The Turks and Caicos Islands is one of the most extraordinary locations in the world to enjoy water sports like diving, snorkeling and, of course, windsurfing. Once considered a sport that was hard for a novice on vacation to master, technological advances in board and sail design have helped vacationers have independent fun after a few hours of lessons and practice. Whether you are a novice, an expert or somewhere in between, this is a wonderful place to develop or continue a love for the sport. Here is a look at the outfitters to visit, the water bodies to use, and some tips to try while windsurfing in Turks and Caicos.
The main outfitter on the islands for both rentals and lessons is Abuv-it-All Watersports. Located in Grace Bay, the company is PASA certified and can accommodate up to two students at a time. Windsurfing equipment is available to rent either by the hour or by the day.
Two main beaches on Providenciales are the popular sites for windsurfers: Grace Bay Beach and Long Bay Beach. They are located on opposite sides of the island, which means that no matter which way the wind blows, it is likely that one of the two sides will have optimal windsurfing conditions.
Windsurfing Tips for Beginners
There are a number of different things you can do when learning how to windsurf to help you feel comfortable and learn more quickly.
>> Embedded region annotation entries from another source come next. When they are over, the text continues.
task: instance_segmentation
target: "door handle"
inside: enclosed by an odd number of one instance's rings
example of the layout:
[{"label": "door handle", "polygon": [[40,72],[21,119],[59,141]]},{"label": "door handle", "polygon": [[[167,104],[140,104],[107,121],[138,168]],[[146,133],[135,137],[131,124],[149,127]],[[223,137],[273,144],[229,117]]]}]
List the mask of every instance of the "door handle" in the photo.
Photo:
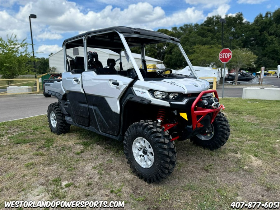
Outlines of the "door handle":
[{"label": "door handle", "polygon": [[114,85],[116,85],[117,86],[118,86],[119,85],[119,82],[113,82],[112,83],[112,84]]}]

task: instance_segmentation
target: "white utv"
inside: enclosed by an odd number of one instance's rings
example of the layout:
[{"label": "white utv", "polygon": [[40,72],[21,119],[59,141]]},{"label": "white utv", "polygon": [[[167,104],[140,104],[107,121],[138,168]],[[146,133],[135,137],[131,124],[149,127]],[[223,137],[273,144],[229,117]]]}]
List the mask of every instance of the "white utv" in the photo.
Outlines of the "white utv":
[{"label": "white utv", "polygon": [[[191,70],[189,76],[169,68],[147,71],[145,47],[163,43],[166,49],[171,45],[178,48]],[[178,39],[118,26],[68,39],[63,47],[62,79],[44,82],[46,93],[58,100],[48,110],[53,132],[67,133],[73,125],[123,141],[132,171],[148,183],[161,181],[173,171],[175,140],[189,138],[214,150],[228,139],[229,125],[220,112],[224,107],[217,92],[208,90],[209,83],[197,76]],[[141,52],[136,59],[131,51],[135,47]],[[83,56],[74,55],[77,48],[82,49]],[[103,67],[102,58],[91,51],[94,49],[119,56],[108,59]]]}]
First, consider the safety options that are offered to you. Life jackets are usually required, and helmets are also used at times to promote confidence as much as safety. Beginners boards are often more stable than some of the more advanced equipment, giving you the chance to learn with more grace than an advanced board may offer. They are not as fast, but they decrease your chances of falling while learning.
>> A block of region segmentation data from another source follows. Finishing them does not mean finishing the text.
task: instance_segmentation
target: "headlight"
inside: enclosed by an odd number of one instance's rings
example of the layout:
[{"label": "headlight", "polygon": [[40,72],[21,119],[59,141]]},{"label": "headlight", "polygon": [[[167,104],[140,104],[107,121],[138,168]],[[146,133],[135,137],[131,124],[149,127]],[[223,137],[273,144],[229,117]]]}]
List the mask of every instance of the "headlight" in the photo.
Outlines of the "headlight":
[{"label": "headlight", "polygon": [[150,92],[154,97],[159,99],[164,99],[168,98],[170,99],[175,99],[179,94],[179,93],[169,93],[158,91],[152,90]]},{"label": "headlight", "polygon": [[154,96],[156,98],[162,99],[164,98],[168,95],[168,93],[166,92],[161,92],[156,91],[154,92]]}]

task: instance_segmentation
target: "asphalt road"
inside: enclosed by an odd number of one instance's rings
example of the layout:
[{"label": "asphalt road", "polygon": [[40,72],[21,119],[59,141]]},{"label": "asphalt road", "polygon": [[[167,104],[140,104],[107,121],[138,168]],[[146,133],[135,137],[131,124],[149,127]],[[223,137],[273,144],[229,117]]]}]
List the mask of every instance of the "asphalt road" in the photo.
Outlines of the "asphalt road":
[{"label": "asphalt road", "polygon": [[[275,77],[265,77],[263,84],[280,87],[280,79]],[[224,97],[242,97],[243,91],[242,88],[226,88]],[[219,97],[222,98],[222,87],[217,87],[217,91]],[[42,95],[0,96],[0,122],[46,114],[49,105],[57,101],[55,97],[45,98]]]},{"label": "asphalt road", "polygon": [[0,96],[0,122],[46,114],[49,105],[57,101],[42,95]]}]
Next, get to know your equipment before you go into the water. Learn about how to maneuver the daggerboard, and be certain you can get it into the down position to begin. Make note of the foot straps and the location where the sail rig hooks to the deck. Try raising and lowering your rigging on land a couple times until you are comfortable with how everything works before you try it on the water.
As you move out, you will be able to climb on once you are far enough out that your daggerboard won’t drag on the sandy bottom. Stay low and don’t worry about technique. Once you feel stable sitting on the board, slowly rise to your feet, bringing the rope attached to the rigging. When you are comfortably standing or squatting, bring your rigging up with a hand-over-hand motion. Grab onto the mast with both hands and let it swing freely in the safety position. You will have a lot of control but little power like this, so it allows you to get comfortable.
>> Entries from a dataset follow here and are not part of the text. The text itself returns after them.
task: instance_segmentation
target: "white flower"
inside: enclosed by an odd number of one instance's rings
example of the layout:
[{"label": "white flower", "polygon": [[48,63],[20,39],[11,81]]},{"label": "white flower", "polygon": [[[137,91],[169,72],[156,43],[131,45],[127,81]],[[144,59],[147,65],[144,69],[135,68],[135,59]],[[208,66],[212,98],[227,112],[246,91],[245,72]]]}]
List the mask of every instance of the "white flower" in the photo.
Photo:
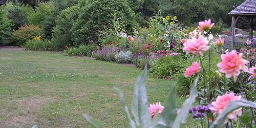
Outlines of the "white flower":
[{"label": "white flower", "polygon": [[208,38],[209,40],[210,40],[214,39],[214,35],[211,34],[209,34],[208,36]]},{"label": "white flower", "polygon": [[247,44],[248,45],[250,45],[251,43],[251,40],[250,39],[247,39],[246,41],[246,44]]}]

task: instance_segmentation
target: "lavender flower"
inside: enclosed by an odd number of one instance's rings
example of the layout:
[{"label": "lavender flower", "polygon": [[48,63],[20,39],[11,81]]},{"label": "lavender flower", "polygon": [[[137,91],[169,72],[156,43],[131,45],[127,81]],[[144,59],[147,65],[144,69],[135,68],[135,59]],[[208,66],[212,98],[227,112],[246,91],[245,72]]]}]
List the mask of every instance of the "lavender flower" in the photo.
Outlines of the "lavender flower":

You can practice steering within the safety position to get more comfortable. Lean to the left or right and watch the board spin in one direction or the other. You can also tilt the mast toward the rear or front to head into or bear off of the wind. From here, you can begin to move by placing both hands on the boom with the mast perpendicular to the board and the sail bowed into the wind. To compensate for the sail, you should be in a straight-armed position and leaning back a bit in the opposite direction, in the position known as the number seven.
If you have a hard time figuring out how to operate a windsurfing board alone, lessons are a great way to get started and understand better how the equipment works. During your vacation to Turks and Caicos, you can go from a beginner to an expert in no time.